Etymologiae

Description: 

Etymologiae

German (Augsburg), 1472

Language: Latin

height 33 cm

University of Oregon Library, Special Collections and University Archives
Edward Burgess Early Printed Book Collection, Ms 111

 

Diebold, William. The Illustrated Book in the Age of Printing: Books and Manuscripts from Oregon Collections. Portland, OR: Douglas F. Cooley Memorial Art Gallery, 1993, cat. no. 15, p. 24 - Quoted with permission

This rather modest image is the first printed map [refers to page on display in exhibit from which this text was originally a catalog entry]. Although the standardization of knowledge provided by printed maps would be crucial to exploration and discovery in early modern Europe, the new technology of printing had little effect on this map's form; the woodcut repeats with no change a common medieval map, well known from manuscripts.
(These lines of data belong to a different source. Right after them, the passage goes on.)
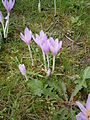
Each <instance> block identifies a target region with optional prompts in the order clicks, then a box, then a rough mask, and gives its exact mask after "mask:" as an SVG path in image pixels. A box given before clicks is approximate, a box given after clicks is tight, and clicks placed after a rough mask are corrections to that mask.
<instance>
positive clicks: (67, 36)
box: [65, 35, 74, 42]
mask: <svg viewBox="0 0 90 120" xmlns="http://www.w3.org/2000/svg"><path fill="white" fill-rule="evenodd" d="M65 37H66V38H67V39H68V40H70V41H71V42H74V40H72V39H71V38H69V37H68V36H66V35H65Z"/></svg>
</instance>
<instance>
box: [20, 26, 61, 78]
mask: <svg viewBox="0 0 90 120" xmlns="http://www.w3.org/2000/svg"><path fill="white" fill-rule="evenodd" d="M20 38H21V40H23V41H24V42H25V43H26V44H27V46H28V48H29V52H30V57H31V60H32V65H33V59H32V53H31V49H30V42H31V39H32V38H33V40H34V42H35V43H36V44H37V45H38V46H39V47H40V48H41V50H42V53H43V61H44V68H45V72H46V73H47V75H48V76H49V75H50V73H51V70H50V64H49V51H51V53H52V55H53V65H52V72H54V69H55V57H56V55H57V53H58V51H59V50H60V48H61V47H62V41H60V42H59V41H58V39H56V40H54V39H53V38H52V37H50V38H49V39H48V38H47V35H46V34H45V33H44V31H43V30H41V31H40V34H39V35H38V34H36V35H35V37H34V36H33V35H32V32H31V31H30V30H29V29H28V28H27V27H26V28H25V30H24V35H23V34H22V33H20Z"/></svg>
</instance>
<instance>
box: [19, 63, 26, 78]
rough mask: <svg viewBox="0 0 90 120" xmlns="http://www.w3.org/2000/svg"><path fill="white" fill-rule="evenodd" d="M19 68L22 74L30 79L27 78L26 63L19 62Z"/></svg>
mask: <svg viewBox="0 0 90 120" xmlns="http://www.w3.org/2000/svg"><path fill="white" fill-rule="evenodd" d="M19 70H20V72H21V74H22V75H23V76H25V78H26V80H28V79H27V76H26V68H25V65H24V64H19Z"/></svg>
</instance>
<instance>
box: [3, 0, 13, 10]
mask: <svg viewBox="0 0 90 120" xmlns="http://www.w3.org/2000/svg"><path fill="white" fill-rule="evenodd" d="M2 3H3V5H4V7H5V9H6V10H7V12H10V11H11V9H12V8H13V6H14V3H15V0H9V1H8V0H2Z"/></svg>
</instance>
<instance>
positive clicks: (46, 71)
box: [43, 52, 47, 72]
mask: <svg viewBox="0 0 90 120" xmlns="http://www.w3.org/2000/svg"><path fill="white" fill-rule="evenodd" d="M43 60H44V67H45V72H47V68H46V58H45V53H44V52H43Z"/></svg>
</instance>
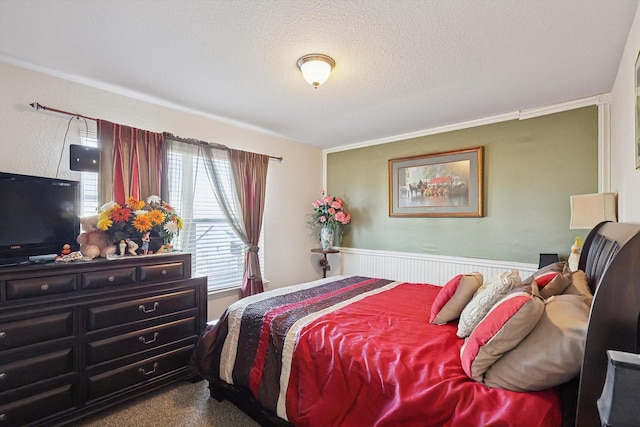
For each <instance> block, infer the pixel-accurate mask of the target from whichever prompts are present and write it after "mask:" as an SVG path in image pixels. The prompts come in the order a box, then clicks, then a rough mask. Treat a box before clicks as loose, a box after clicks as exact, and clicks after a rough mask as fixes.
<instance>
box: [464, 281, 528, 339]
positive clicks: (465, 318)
mask: <svg viewBox="0 0 640 427" xmlns="http://www.w3.org/2000/svg"><path fill="white" fill-rule="evenodd" d="M521 285H522V280H521V279H520V274H519V273H518V271H517V270H511V271H505V272H504V273H502V274H500V275H498V276H495V277H493V278H492V279H491V280H489V281H488V282H485V283H484V284H483V285H482V286H480V288H479V289H478V290H477V291H476V292H475V293H474V294H473V297H472V298H471V301H469V303H468V304H467V305H466V307H465V308H464V309H463V310H462V313H461V314H460V320H459V321H458V333H457V335H458V336H459V337H460V338H466V337H468V336H469V335H471V332H473V329H474V328H475V327H476V326H477V325H478V323H480V321H481V320H482V319H483V318H484V316H486V315H487V313H488V312H489V310H491V307H493V305H494V304H495V303H497V302H498V301H500V300H501V299H502V298H504V297H505V295H507V294H508V293H509V292H510V291H511V290H512V289H513V288H515V287H518V286H521Z"/></svg>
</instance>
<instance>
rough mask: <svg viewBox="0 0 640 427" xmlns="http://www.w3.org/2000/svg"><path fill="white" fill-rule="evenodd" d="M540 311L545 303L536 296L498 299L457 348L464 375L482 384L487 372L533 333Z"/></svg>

Asia is a semicircle at the top, with the bottom quadrants representing Europe and Africa. The continents are separated by the T-shaped Mediterranean, while the circular ocean surrounds the entire world. The conservatism of this first printed map is not surprising, since the text it illustrates was originally written around the year 600 A.D. by Isidore, bishop of Seville. The continued relevance of Isidore's text in the second half of the fifteenth century shows the remarkable endurance into the age of printing of much thought produced in a scribal culture. It hardly seems critical that this map is technically, in Ivins’ words, "an exactly reproducible visual statement."